To this end, he said the government would hold a tender to select the person who will carry out the study of both Larnaca’s port and marina in the early part of next year.
Despite the continuing disagreement between municipality and ministry, there has been some progress on finding convergences with regard to the future of the marina.
The ministry has accepted in principle the municipality’s proposal for the marina to be managed by the Cyprus Marine and Maritime Institute (CMMI), with Vafeades confirming on Tuesday that he had already met with the CMMI’s chief executive officer Zacharias Siokouros.
He said Siokouros “offered reassurances that he is able to manage the marina”, with a new meeting set now be scheduled wherein details will be discussed.
Additionally, he said he has requested the positions of the legal service and the public works department on a potential CMMI takeover, with it hoped that the process will be completed within three months.
The municipality’s distaste initially came from the government’s decision to open a new tender for a private company or two to operate and maintain the port and marina during a transition period not exceeding five years while long-term investors to upgrade both sites’ infrastructure are sought.
However, the municipality’s preference was for the ports authority to operate the port until a long-term investor is found.
“The ports authority itself says that not only is it capable of temporarily managing the port, but it can also make serious investments which will contribute to the port’s development. However, this possibility was not considered at all by the ministry,” the council said.
The government had announced in August that the development of Larnaca’s port and marina would be split into two projects.

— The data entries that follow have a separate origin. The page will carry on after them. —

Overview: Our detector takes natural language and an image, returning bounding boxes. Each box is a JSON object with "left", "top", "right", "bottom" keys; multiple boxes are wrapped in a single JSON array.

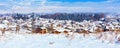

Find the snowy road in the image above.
[{"left": 0, "top": 33, "right": 120, "bottom": 48}]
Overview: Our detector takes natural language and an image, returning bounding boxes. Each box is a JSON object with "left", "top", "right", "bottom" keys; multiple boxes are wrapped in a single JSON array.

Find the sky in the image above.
[{"left": 0, "top": 0, "right": 120, "bottom": 13}]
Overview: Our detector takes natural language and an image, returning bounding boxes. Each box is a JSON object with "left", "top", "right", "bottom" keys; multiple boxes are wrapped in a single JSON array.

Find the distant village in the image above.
[{"left": 0, "top": 13, "right": 120, "bottom": 34}]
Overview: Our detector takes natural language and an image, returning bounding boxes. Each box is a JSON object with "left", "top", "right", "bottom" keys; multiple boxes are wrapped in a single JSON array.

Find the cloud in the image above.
[{"left": 0, "top": 0, "right": 120, "bottom": 13}]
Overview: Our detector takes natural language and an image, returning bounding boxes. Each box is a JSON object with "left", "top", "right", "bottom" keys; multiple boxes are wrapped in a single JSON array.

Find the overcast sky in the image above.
[{"left": 0, "top": 0, "right": 120, "bottom": 13}]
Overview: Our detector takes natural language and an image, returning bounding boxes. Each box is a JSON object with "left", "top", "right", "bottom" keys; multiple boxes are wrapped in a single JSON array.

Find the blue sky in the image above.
[{"left": 0, "top": 0, "right": 120, "bottom": 13}]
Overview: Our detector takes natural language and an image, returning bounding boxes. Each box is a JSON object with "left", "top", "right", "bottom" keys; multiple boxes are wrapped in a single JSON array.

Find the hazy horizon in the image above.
[{"left": 0, "top": 0, "right": 120, "bottom": 13}]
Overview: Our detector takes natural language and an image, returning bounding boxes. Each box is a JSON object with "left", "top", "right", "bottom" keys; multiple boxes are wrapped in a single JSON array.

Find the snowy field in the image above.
[{"left": 0, "top": 32, "right": 120, "bottom": 48}]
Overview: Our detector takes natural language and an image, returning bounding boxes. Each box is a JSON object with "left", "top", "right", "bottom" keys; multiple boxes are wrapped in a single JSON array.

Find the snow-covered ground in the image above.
[{"left": 0, "top": 32, "right": 120, "bottom": 48}]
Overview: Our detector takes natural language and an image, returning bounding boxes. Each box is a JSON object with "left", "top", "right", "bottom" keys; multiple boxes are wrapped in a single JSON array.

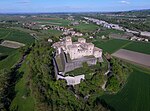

The move comes after the government had in May terminated its agreement with Kition Ocean Holdings, the company it had initially entrusted with a combined project which was set to cost €1.2 billion.
The contract had been terminated after the government had accused Kition of refusing to pay a requisite financial guarantee for the project’s operation and maintenance.
The government had insisted Kition pay a total of €8m, while Kition believed the figure had been agreed at €4.2m.